The international contacts of 20th-century Spanish archaeology

Research project MINECO-Ministerio de Economía y Competitividad, Plan Nacional I+D+i, nº ref. HAR2012-334033

The aim of the project is to take in-depth look at the impact that relations with scholars from other countries had on Spanish archaeology in the twentieth century. The idea is to break with the various myths that have become firmly established in the histories of Spanish archaeology: – Firstly, that Spanish archaeologists were the passive recipients of new information coming from other countries. – Secondly, that during the long period of the Franco regime these experts were almost completely isolated internationally.
Our research aims to confirm with data the impressions obtained from our own previous investigations. Although it cannot be denied that Spanish archaeology was to a large extent a victim of what some describe as scientific colonialism, mainly at the hands of the French, German, British and American archaeologists, the reaction of the archaeologists in Spain was not passive; in fact they took advantage of the external financing for their own scientific and academic purposes.
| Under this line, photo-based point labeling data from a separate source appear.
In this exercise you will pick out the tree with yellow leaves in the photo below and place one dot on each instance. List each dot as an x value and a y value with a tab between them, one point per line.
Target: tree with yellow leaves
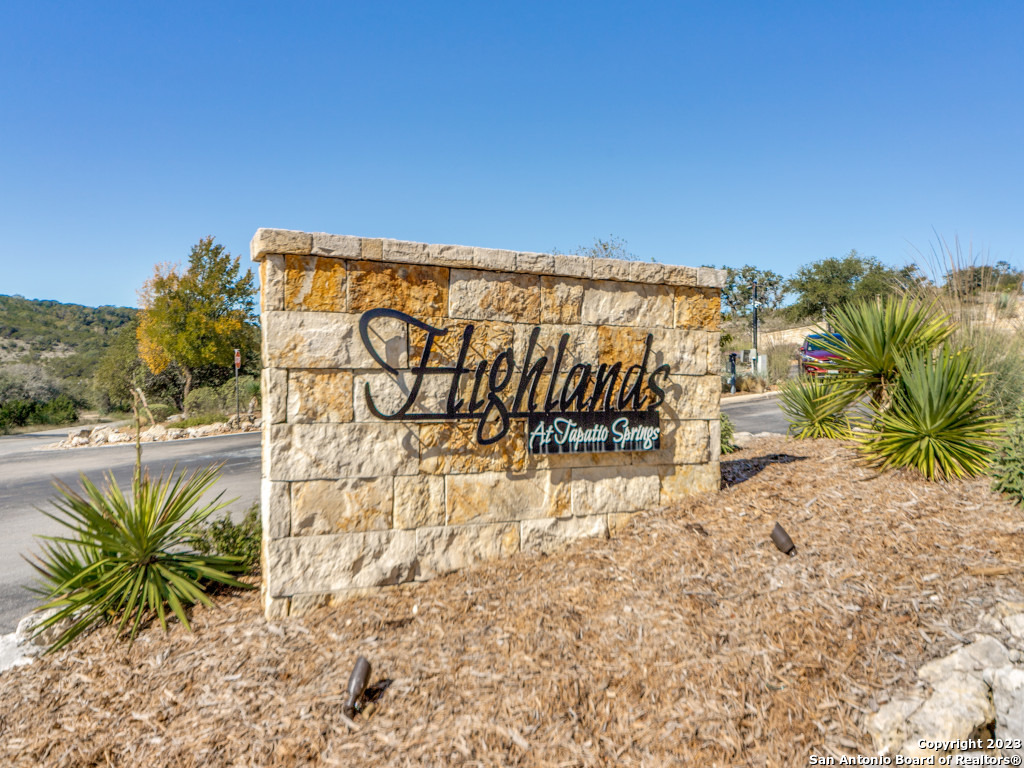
197	317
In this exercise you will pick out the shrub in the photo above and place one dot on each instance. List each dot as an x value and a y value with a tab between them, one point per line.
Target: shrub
244	540
129	558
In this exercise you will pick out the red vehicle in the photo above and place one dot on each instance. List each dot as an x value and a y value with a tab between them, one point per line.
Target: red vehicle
815	359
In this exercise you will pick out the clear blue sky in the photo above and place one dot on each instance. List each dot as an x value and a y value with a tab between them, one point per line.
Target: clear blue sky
741	132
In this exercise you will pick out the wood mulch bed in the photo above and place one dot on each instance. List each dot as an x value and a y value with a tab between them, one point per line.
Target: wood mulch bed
687	640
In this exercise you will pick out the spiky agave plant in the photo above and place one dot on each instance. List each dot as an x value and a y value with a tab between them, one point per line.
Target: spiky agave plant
129	558
938	421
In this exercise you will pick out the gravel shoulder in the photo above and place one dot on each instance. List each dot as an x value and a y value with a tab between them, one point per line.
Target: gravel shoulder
687	639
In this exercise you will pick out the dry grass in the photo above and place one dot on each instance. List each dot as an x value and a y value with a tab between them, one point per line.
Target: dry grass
687	640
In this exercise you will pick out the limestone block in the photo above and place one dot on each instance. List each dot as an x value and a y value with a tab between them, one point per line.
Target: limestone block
417	290
487	341
573	266
888	726
958	705
648	271
499	497
391	392
1008	697
314	284
612	303
553	534
443	549
330	340
280	241
698	308
320	396
371	250
985	652
711	278
419	501
535	263
684	351
488	258
337	246
604	489
561	300
275	509
340	506
494	296
683	480
681	275
452	449
329	563
271	283
691	396
611	269
315	452
273	387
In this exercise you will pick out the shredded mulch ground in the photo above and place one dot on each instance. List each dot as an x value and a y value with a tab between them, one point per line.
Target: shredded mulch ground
688	640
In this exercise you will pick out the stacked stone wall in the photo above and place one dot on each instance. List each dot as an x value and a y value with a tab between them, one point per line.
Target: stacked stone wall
351	502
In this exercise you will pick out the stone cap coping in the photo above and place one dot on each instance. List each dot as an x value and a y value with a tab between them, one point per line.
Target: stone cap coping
294	243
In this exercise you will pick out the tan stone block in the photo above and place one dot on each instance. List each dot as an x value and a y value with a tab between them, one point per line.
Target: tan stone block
452	449
324	452
320	396
273	387
684	480
500	497
598	492
330	340
417	290
314	284
495	260
561	300
271	284
495	296
698	308
620	522
275	509
275	608
535	263
611	269
611	303
442	550
337	246
341	506
371	250
390	392
305	604
680	275
573	266
691	396
281	242
488	340
711	278
329	563
553	534
419	501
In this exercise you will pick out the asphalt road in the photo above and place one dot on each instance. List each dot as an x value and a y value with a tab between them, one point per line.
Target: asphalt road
26	486
27	475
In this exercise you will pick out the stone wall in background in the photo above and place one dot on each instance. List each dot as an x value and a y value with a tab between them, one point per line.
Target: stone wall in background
353	502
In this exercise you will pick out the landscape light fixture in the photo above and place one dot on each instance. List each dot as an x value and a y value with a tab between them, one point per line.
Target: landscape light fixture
782	541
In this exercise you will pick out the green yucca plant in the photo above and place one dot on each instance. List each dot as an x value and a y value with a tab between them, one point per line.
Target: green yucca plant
937	420
816	408
872	337
129	557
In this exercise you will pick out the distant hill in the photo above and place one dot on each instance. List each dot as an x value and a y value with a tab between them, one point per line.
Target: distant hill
67	339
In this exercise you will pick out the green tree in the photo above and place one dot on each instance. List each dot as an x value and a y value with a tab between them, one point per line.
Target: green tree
737	295
827	285
197	317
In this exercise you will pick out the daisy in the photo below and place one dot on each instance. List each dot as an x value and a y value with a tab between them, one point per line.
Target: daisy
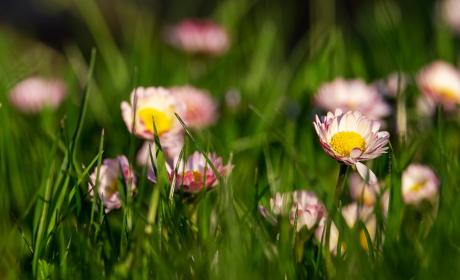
198	36
418	182
309	208
153	103
351	215
171	145
191	176
440	82
108	181
36	93
352	95
351	138
201	108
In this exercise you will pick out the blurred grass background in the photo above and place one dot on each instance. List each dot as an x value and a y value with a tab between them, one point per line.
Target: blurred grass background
281	52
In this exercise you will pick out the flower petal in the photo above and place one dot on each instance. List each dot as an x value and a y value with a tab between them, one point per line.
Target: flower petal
367	174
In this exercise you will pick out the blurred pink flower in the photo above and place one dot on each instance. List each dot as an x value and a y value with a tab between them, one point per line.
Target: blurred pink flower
154	102
418	182
352	95
201	108
171	145
36	93
440	82
351	215
450	10
389	86
199	36
310	209
108	181
191	176
351	138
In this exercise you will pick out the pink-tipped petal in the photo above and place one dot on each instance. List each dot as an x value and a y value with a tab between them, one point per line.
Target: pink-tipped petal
367	174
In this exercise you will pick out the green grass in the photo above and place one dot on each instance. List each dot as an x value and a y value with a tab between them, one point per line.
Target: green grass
52	229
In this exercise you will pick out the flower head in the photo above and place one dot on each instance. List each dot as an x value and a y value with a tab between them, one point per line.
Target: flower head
351	138
191	176
36	93
352	214
310	210
201	108
153	104
108	181
352	95
440	82
199	36
418	182
171	145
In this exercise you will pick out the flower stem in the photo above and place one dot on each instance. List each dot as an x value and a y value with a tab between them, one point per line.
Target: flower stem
338	192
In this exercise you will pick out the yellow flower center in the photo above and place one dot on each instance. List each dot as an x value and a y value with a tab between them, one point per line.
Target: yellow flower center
416	187
345	141
196	175
162	122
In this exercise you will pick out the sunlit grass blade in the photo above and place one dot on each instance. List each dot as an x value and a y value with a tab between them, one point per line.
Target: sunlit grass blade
268	162
219	178
83	175
294	232
29	245
173	182
83	106
43	221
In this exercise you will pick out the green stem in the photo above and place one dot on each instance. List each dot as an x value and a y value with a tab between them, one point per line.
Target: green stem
338	192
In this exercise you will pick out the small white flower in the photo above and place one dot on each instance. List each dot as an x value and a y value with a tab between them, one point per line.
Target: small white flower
153	103
310	210
440	83
352	95
351	138
201	108
351	213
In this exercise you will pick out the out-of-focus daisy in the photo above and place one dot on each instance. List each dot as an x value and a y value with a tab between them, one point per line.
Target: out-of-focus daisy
440	82
418	182
191	176
153	103
198	36
352	95
36	93
171	145
310	209
351	213
360	191
108	181
450	10
351	138
201	108
389	86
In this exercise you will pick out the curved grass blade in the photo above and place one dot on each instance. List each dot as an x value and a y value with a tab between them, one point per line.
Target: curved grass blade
43	220
72	192
219	178
96	186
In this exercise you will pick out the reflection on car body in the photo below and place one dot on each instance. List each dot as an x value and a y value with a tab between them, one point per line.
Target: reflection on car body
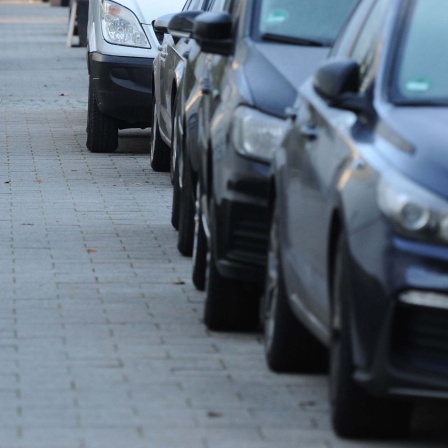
256	54
358	247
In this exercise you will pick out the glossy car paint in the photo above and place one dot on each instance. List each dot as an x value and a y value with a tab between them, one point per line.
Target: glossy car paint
327	173
259	74
122	74
169	66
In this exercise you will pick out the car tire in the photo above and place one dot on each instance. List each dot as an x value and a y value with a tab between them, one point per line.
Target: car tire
288	345
199	250
102	130
230	305
160	154
354	412
186	212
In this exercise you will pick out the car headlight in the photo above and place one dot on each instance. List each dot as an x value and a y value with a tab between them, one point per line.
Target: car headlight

Moreover, far from the view of a Spain with closed borders, the data compiled to date appear to indicate that Spanish archaeologists had established personal contacts and scientific exchanges with their colleagues in the rest of Europe, which are practically forgotten today and need to be brought back into the open.
These personal relations favoured the holding of major international conferences in Spain, which we will analyse from that perspective in our research.

On the other hand, although we know that Spanish archaeologists travelled abroad in the first three decades of the century thanks to JAE grants, we know little about much of the subsequent period when they continued to travel thanks to a range of possibilities offered by institutions such as the CSIC and universities. Also of importance was their participation in UNESCO’S international campaign to save the monuments of Nubia.

Another subject we will study in depth in this project is how the political regime affected the nature of the academic relations between Spain and the surrounding countries.
Our proposed study methodology is based on three main area:

– The compilation, study and critical analysis of the printed sources in bibliographies found in Spain and other countries.